Support convergence for XY* in paired Gaussian matrices

Establish whether, for paired Gaussian matrices X and Y with corresponding entries jointly i.i.d. Gaussian, the support of the empirical spectral density μ_{XY*}^N converges to the support of the limiting spectral density μ_{XY*}.

Background

The paper studies the eigenvalue spectrum support for products of paired Gaussian random matrices, focusing on XY* (non-Hermitian Wishart-type product) and XY^\dagger (involving the Moore–Penrose pseudo-inverse). The authors establish exact support descriptions for XY* under various conditions and derive a circular-law-type support for XY^\dagger assuming a conjecture.

The conjecture concerns the absence of isolated outliers for XY*, equivalently the convergence of the support of the empirical spectral distribution to that of the limiting distribution.
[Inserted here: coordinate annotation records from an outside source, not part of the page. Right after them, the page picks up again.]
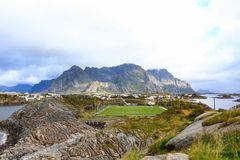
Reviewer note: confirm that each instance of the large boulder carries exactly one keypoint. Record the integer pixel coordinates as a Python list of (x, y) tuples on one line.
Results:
[(169, 156), (49, 130)]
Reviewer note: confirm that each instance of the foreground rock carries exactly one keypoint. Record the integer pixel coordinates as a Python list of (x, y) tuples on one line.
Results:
[(196, 130), (170, 156), (48, 129)]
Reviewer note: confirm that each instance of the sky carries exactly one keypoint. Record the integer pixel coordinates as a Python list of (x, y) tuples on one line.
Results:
[(196, 40)]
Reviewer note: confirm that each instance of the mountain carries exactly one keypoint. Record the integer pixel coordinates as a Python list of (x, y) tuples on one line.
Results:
[(18, 88), (125, 78), (42, 86)]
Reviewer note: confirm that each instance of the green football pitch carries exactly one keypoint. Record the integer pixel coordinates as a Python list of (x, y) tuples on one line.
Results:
[(130, 110)]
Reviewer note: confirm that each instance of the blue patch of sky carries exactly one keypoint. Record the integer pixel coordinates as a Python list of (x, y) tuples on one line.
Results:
[(214, 32), (203, 3)]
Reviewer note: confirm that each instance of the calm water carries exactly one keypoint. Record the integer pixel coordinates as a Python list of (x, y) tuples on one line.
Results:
[(5, 112), (220, 103)]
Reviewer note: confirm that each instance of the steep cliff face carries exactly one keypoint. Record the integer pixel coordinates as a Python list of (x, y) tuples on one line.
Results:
[(48, 129), (126, 78)]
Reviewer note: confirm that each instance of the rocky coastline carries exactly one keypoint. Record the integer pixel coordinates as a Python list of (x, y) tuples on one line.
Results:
[(49, 129)]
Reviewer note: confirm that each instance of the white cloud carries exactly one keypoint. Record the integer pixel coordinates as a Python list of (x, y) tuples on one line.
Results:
[(172, 34)]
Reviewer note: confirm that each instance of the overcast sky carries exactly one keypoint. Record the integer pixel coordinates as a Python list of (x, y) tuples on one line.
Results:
[(196, 40)]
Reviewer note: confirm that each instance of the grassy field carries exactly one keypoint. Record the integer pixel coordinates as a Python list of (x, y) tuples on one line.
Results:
[(130, 110)]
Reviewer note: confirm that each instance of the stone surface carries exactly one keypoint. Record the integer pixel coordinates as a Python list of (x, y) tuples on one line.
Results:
[(49, 130), (170, 156), (196, 130)]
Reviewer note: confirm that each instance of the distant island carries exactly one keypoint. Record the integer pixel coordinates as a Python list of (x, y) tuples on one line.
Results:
[(204, 91)]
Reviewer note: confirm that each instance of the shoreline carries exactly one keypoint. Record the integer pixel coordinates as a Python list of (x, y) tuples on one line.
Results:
[(3, 138)]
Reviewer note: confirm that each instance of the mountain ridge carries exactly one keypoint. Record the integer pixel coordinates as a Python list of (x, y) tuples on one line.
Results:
[(125, 78)]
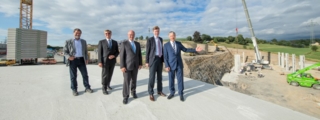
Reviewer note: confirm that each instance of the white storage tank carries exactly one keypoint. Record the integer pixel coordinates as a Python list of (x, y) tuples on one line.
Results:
[(26, 44)]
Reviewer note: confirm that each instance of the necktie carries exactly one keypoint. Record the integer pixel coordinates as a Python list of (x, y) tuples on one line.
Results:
[(159, 48), (174, 46), (133, 47), (109, 42)]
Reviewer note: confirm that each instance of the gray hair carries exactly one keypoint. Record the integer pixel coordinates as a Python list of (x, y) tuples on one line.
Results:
[(172, 33)]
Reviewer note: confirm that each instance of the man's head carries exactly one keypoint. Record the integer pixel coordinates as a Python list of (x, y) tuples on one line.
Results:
[(108, 34), (172, 36), (77, 33), (156, 31), (131, 35)]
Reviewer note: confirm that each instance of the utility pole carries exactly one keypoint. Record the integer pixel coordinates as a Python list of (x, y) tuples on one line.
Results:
[(253, 38), (312, 24), (26, 11), (149, 33), (5, 40)]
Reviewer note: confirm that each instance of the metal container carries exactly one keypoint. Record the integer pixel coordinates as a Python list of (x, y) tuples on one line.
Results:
[(26, 44)]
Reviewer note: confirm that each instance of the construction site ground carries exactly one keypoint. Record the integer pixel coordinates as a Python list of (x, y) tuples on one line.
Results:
[(274, 87)]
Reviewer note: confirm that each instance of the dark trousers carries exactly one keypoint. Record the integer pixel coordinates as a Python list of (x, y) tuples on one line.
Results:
[(81, 65), (107, 72), (179, 73), (130, 78), (155, 68)]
This is reminiscent of known results for the Ginibre ensemble, where outliers can be created by bounded-rank perturbations. The authors suggest that a proof might be obtained by showing continuity of the Brown measure with respect to the relevant topology of convergence, referencing Belinschi–Śniady–Speicher (2018).

The conjecture is also used as an assumption in proving the support for XY^\dagger. The authors explicitly state that the proof of Theorem 3 requires the yet unproven conjecture, underscoring its importance for the broader results in the paper.